The goals / steps of this project are the following:
- Perform a Histogram of Oriented Gradients (HOG) feature extraction on a labeled training set of images and train a classifier Linear SVM classifier
- Optionally, you can also apply a color transform and append binned color features, as well as histograms of color, to your HOG feature vector.
- Note: for those first two steps don't forget to normalize your features and randomize a selection for training and testing.
- Implement a sliding-window technique and use your trained classifier to search for vehicles in images.
- Run your pipeline on a video stream (start with the test_video.mp4 and later implement on full project_video.mp4) and create a heat map of recurring detections frame by frame to reject outliers and follow detected vehicles.
- Estimate a bounding box for vehicles detected.
Rubric Points
Here I will consider the rubric points individually and describe how I addressed each point in my implementation.

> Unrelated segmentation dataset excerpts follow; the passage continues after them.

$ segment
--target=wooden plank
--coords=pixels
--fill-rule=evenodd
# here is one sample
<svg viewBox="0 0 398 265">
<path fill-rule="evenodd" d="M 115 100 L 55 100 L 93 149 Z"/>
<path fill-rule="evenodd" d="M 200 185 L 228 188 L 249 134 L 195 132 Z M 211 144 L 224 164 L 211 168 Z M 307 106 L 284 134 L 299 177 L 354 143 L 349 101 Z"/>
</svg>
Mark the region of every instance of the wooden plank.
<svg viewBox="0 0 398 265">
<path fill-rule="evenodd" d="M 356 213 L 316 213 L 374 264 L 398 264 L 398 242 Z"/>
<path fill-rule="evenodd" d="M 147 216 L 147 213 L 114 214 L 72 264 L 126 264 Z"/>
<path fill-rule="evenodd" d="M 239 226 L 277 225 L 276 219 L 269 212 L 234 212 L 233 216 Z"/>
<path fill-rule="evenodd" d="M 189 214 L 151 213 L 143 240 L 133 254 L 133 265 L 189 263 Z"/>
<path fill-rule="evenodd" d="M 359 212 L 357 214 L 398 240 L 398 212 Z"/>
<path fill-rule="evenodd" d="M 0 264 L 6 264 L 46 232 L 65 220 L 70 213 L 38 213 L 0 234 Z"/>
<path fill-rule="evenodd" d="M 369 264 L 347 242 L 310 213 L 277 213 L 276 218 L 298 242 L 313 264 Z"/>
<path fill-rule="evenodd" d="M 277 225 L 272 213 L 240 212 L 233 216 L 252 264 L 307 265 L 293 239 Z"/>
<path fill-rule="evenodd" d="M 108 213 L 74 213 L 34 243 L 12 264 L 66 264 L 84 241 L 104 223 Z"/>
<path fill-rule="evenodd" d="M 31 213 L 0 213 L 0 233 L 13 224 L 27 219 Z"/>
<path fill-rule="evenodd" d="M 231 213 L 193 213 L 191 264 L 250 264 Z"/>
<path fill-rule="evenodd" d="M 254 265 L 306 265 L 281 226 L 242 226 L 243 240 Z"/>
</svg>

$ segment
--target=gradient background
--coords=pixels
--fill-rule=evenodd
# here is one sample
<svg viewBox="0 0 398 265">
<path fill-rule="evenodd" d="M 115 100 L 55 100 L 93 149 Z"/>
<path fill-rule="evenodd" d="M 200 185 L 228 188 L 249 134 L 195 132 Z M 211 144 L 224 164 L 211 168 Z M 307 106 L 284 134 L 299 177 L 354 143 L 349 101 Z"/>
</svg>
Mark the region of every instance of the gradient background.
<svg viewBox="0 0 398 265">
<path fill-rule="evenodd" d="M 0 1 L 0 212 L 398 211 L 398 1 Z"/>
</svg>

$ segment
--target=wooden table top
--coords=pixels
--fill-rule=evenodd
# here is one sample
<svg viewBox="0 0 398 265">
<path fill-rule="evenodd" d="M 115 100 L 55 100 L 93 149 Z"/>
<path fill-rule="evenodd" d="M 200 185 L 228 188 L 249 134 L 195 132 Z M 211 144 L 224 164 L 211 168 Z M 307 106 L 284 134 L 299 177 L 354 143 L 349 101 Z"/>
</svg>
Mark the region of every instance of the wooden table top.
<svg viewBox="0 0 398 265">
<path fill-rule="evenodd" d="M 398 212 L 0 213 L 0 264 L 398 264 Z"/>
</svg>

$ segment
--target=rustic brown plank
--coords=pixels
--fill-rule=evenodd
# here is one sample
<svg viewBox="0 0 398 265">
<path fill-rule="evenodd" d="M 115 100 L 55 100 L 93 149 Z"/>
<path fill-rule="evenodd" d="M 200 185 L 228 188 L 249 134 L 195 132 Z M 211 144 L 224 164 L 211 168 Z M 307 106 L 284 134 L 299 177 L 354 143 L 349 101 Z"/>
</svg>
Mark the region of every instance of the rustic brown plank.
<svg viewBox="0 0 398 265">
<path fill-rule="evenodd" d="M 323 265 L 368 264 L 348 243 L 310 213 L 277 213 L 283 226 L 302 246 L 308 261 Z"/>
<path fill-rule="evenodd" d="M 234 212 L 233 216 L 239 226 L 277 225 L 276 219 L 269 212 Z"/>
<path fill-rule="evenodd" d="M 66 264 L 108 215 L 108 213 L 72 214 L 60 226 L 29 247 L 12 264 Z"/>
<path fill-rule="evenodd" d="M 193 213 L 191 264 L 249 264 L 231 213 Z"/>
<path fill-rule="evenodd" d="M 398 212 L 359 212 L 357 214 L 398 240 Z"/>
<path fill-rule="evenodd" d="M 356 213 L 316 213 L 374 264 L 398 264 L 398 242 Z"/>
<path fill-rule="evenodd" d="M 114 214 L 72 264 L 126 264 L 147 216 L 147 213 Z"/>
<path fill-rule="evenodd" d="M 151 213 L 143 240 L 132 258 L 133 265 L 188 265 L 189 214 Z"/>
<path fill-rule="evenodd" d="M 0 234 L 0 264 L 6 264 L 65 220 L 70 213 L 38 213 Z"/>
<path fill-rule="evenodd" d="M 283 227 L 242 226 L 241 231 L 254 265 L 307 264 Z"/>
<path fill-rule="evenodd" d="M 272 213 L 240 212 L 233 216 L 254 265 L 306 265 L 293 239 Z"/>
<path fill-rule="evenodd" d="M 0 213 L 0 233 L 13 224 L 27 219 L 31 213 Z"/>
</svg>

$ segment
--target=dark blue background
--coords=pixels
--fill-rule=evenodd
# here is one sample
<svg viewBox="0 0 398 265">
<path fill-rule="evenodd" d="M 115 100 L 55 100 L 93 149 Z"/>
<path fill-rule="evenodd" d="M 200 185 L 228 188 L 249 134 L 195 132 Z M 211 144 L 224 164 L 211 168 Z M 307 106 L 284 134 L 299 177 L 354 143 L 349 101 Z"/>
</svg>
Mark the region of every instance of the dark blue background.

The extraction HOG features from the training images are in the get_hog_features() function in the P5.ipynb notebook. The extract_features() function is used to call get_hog_features().
The training data is separated into car and non-car examples. I started by reading in all the vehicle
and non-vehicle
images. The vehicle examples were derived from the GTI vehicle image database and the KITTI vision benchmark suite. These were packaged and provided by Udacity. There were a total of 8792 vehicle examples and 8968 non-vehicle examples in the dataset, but only 8500 examples of each are actually used for a even test set. Each example is a color image with a resolution of 64x64 pixels. Here are examples of the vehicle
and non-vehicle
classes:
I looked into various color spaces and found that YCrCb was good for the extraction of the HOG parameters. This was done in the get_hog_features() function using the skimage.feature.hog() API.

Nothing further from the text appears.